- Former President Donald Trump was indicted on Thursday over a hush money settlement.
- Trump is the first ex-president to be charged with a crime.
- Some legal experts say his indictment could affect the other investigations he faces.
Former President Donald Trump’s list of legal woes could get more complicated following his indictment by a New York grand jury on Thursday.
Trump is the first ex-president to ever be charged with a crime after an investigation into a hush-money payment made to the adult-film actress Stormy Daniels. Trump is expected to voluntarily turn himself in on Tuesday in New York for his arraignment.
Although the charges have not yet been made public, ex-Manhattan prosecutors say that Trump risks felony-level state records-fraud charges that carry punishments of up to four years in prison. The chances of him going to prison, however, are slim to none.
But seveal legal experts, who are criminal defense attorneys and former prosecutors, told Insider the indictment could make other prosecutors “emboldened” to charge him in other ongoing investigations related to his role in the January 6, 2021, Capitol riot, an alleged scheme to overturn election results in Georgia, and his handling of government records.
“Alvin Bragg ripped the Band-Aid off,” Los Angeles criminal defense attorney Joshua Ritter, a partner with El Dabe Ritter Trial Lawyers and a former Los Angeles County prosecutor, said, referring to the Manhattan district attorney.
“He’s testing what happens when a prosecutor charges a former sitting president,” Ritter added. “If the political fallout from all this stays somewhat in check, I wouldn’t be surprised if prosecutors in Georgia and the DOJ are more emboldened to move forward and bring charges.”
In the probe into Trump’s role in the Capitol insurrection, the Justice Department is already facing pressure to prosecute the former president after the House committee investigating the January 6 attack on the Capitol recommended four charges be brought against Trump.
The Justice Department is also looking into whether or not the former president mishandled government records that were retained by Trump and those close to him after he left the White House.
The Georgia probe is looking into Trump and his allies and whether or not they tried to interfere in Georgia’s 2020 presidential election.

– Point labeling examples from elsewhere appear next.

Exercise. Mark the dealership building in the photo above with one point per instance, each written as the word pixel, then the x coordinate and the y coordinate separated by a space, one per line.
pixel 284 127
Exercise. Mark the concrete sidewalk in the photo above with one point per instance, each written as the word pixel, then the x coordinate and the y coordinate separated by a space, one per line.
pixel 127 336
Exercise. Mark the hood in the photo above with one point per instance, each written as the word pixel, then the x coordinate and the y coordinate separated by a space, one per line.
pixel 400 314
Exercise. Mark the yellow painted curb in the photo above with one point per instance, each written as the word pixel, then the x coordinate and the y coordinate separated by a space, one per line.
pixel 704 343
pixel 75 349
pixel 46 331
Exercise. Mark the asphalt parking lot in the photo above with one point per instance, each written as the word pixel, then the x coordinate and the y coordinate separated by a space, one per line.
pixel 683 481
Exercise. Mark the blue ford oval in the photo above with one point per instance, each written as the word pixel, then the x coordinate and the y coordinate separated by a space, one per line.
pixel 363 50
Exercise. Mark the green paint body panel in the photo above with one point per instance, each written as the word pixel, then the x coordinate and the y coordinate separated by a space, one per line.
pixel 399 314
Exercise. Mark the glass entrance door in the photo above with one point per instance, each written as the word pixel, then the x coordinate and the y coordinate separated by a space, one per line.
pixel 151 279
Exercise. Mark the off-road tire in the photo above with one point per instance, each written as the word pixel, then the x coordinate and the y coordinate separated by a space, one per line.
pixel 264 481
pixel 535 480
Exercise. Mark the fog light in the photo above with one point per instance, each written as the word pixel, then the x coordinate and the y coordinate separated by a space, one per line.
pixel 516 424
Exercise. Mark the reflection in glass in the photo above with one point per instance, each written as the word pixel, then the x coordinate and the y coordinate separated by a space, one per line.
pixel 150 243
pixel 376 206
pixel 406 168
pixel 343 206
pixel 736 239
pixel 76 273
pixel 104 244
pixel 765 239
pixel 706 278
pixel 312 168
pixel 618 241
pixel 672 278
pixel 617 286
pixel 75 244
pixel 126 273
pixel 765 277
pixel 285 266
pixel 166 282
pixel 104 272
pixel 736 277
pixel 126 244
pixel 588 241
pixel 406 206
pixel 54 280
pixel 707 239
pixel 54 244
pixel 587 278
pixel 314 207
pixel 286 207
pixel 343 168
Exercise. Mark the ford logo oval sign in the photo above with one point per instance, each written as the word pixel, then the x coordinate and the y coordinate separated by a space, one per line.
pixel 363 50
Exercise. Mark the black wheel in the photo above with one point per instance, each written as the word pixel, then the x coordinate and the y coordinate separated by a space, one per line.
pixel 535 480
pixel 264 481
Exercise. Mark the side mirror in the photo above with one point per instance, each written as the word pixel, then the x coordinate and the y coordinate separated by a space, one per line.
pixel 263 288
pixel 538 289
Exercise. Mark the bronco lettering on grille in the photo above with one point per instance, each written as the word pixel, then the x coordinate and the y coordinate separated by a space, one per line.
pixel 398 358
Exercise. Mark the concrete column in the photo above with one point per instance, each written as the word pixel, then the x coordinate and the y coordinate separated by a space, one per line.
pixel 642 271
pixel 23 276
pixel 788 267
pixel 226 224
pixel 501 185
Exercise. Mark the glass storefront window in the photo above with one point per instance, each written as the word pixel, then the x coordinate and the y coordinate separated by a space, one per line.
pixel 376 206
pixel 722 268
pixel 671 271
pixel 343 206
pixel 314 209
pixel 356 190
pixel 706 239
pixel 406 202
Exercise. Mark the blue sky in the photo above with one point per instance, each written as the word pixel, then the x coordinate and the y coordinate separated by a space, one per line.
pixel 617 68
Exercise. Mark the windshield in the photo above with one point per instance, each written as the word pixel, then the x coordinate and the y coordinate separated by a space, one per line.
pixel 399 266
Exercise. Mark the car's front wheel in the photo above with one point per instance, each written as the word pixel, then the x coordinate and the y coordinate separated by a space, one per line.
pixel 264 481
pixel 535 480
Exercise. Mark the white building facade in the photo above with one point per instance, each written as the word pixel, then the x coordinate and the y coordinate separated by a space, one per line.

A special grand jury has recommended multiple indictments, according to the jury’s forewoman.
Criminal defense attorney Rachel Fiset said that although prosecutors are obligated to look at their cases without having outside investigations influence their decisions, it would be hard for prosecutors not to evaluate other pending charges when deciding to bring charges of their own.
“I do believe that the New York prosecution may push the needle toward a second prosecution in Georgia, or even for the special counsel to charge Trump,” Fiset said. “A second case against the former president would no longer bear the sole burden of Trump’s supporters’ angry wrath and the ire of Trump himself would be shared with Alvin Bragg. Likewise, as more grand juries solidify charges against Trump, the prosecutions look less politically motivated, a perception which may help embolden prosecutors who may otherwise be hesitant to bring charges.”
However, Ambrosio Rodriguez, a Los Angeles criminal defense attorney and former prosecutor for Riverside County, disagreed with the idea that the New York charges would affect other Trump investigations.
“It’s not like they see Alvin Bragg getting into the pool, so they want to be in the pool as well,” Rodriguez said.
Rodriguez instead said that an acquittal could actually benefit Trump in his other investigations.
“That would strike fear into prosecutors whose cases are lagging behind, and perhaps lead them to seek some sort of settlement with Trump, assuming they even have enough to charge him in the first place,” he said.